Among the different species of α-syn explored in this thesis, and the original findings these cohorts yielded,

the data suggest that the link between CSF α-syn biomarkers and PD severity can be summarized as follows:

1) CSF o-α-syn rather than t- or p-S129-α-syn is more connected to PD motor severity, 2) CSF t-α-syn is

associated with cognitive decline in PD, 3) CSF o-α-syn holds the biggest potential for early detection of

PD. Large-scale, prospective studies in well-controlled cohorts, where CSF samples are collected and

processed using rigorously standardized procedures are needed to further validate these findings [29].
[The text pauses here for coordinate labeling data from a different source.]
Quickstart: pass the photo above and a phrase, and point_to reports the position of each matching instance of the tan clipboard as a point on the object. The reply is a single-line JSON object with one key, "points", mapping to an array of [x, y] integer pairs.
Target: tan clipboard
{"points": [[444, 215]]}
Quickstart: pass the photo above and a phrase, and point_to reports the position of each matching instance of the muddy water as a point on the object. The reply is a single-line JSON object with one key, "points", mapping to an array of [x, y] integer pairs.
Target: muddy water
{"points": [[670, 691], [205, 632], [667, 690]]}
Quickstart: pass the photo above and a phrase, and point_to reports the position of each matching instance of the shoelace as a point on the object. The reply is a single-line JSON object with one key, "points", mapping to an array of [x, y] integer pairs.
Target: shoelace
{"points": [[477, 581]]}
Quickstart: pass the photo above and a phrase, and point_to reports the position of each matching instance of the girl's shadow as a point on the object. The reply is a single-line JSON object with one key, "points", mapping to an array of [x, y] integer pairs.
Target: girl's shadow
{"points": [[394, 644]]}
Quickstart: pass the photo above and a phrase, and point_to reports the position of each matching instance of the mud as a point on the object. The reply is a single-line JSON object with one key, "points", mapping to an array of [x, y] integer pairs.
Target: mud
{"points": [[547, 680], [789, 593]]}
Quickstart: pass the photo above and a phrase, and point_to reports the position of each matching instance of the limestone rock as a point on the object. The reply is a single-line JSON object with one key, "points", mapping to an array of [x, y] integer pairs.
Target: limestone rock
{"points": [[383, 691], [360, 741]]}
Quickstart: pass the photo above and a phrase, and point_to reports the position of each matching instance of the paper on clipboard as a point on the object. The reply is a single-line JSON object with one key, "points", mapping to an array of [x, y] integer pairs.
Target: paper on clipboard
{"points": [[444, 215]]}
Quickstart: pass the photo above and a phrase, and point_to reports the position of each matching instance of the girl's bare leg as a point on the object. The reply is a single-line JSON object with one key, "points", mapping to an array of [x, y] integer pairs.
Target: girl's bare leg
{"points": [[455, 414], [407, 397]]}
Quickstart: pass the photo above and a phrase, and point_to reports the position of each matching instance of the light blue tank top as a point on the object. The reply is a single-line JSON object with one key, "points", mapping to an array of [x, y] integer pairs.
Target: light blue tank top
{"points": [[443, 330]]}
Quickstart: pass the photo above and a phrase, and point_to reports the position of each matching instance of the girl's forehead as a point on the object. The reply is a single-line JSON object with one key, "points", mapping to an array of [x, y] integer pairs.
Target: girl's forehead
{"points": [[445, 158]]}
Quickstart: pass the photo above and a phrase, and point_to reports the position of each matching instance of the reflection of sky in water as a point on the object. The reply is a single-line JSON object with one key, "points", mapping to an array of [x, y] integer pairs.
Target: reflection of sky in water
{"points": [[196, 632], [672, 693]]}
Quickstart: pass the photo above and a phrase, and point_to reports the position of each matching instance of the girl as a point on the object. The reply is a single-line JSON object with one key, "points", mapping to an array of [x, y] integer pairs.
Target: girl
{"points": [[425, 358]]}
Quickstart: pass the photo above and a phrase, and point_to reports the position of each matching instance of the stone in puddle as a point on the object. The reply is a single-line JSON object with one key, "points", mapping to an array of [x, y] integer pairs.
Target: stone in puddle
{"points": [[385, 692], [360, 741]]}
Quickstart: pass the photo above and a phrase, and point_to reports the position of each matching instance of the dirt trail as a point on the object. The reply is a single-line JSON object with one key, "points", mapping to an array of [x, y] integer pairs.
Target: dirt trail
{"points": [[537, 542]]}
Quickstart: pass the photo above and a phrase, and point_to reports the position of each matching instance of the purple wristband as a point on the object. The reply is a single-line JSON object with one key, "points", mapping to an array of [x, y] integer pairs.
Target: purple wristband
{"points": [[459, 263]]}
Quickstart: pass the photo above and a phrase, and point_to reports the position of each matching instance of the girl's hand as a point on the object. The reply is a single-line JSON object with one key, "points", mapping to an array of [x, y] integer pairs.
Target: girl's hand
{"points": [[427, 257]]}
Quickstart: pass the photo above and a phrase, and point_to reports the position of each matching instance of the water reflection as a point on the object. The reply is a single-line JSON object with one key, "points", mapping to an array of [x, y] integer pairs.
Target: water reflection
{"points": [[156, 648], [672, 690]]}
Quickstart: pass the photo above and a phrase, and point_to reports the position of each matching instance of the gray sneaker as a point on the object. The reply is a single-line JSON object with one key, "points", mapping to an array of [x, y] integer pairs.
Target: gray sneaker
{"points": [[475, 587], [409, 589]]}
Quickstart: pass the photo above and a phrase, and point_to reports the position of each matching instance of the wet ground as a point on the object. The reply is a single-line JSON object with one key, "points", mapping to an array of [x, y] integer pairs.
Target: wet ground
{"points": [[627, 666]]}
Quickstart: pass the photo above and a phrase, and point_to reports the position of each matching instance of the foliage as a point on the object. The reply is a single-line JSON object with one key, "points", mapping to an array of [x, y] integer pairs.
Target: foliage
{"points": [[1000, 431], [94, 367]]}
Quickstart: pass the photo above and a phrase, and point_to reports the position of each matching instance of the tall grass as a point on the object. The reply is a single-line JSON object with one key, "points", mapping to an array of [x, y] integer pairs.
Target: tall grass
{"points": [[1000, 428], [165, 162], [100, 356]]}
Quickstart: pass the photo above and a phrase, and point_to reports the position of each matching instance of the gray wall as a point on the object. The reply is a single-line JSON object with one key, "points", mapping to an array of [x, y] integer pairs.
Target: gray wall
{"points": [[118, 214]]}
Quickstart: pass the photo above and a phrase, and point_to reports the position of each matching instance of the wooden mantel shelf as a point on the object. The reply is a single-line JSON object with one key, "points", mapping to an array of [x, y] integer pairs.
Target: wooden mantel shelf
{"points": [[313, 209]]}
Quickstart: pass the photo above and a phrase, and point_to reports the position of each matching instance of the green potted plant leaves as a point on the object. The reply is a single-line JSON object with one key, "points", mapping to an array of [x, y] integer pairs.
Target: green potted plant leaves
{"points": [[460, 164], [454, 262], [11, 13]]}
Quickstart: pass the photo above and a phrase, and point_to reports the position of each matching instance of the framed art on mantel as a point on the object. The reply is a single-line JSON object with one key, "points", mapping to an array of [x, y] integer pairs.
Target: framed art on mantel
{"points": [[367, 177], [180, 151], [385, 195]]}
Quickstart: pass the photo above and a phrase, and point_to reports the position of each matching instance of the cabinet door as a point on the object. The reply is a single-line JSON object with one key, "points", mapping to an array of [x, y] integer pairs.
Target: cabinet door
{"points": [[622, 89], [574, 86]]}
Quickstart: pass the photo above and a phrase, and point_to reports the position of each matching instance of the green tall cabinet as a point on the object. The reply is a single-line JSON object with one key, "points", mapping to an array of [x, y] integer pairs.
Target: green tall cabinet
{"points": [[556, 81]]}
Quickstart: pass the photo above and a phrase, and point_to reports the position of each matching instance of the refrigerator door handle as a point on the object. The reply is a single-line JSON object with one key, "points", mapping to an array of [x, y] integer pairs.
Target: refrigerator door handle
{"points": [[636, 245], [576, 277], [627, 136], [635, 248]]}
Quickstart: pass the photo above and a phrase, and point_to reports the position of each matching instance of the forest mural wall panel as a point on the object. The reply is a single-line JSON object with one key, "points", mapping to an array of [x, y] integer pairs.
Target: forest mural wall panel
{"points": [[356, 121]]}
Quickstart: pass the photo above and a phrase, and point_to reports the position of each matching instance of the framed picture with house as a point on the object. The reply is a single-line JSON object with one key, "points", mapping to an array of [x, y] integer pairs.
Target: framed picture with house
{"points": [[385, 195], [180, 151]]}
As highlighted in Chapter 1, several studies have reported inconsistent findings on α-syn levels among the

different labs suggesting there are gaps in our knowledge that should be filled. This has led research groups

to collaborate in order to identify the best strategies to move forward with body fluid biomarker studies.

This includes an increasing number of recent studies directed towards understanding the leading cause for

the lack of reproducibility between laboratories [30]. Many factors contributing to this inconsistency have

already been identified, such as: 1) protocols for biofluid collection and processing (storage duration, types

of tubes, centrifugation, etc.), 2) CSF contamination with blood traces, and hemoglobin levels in

serum/plasma, 3) immunoassays platforms, and 4) patient selection criteria.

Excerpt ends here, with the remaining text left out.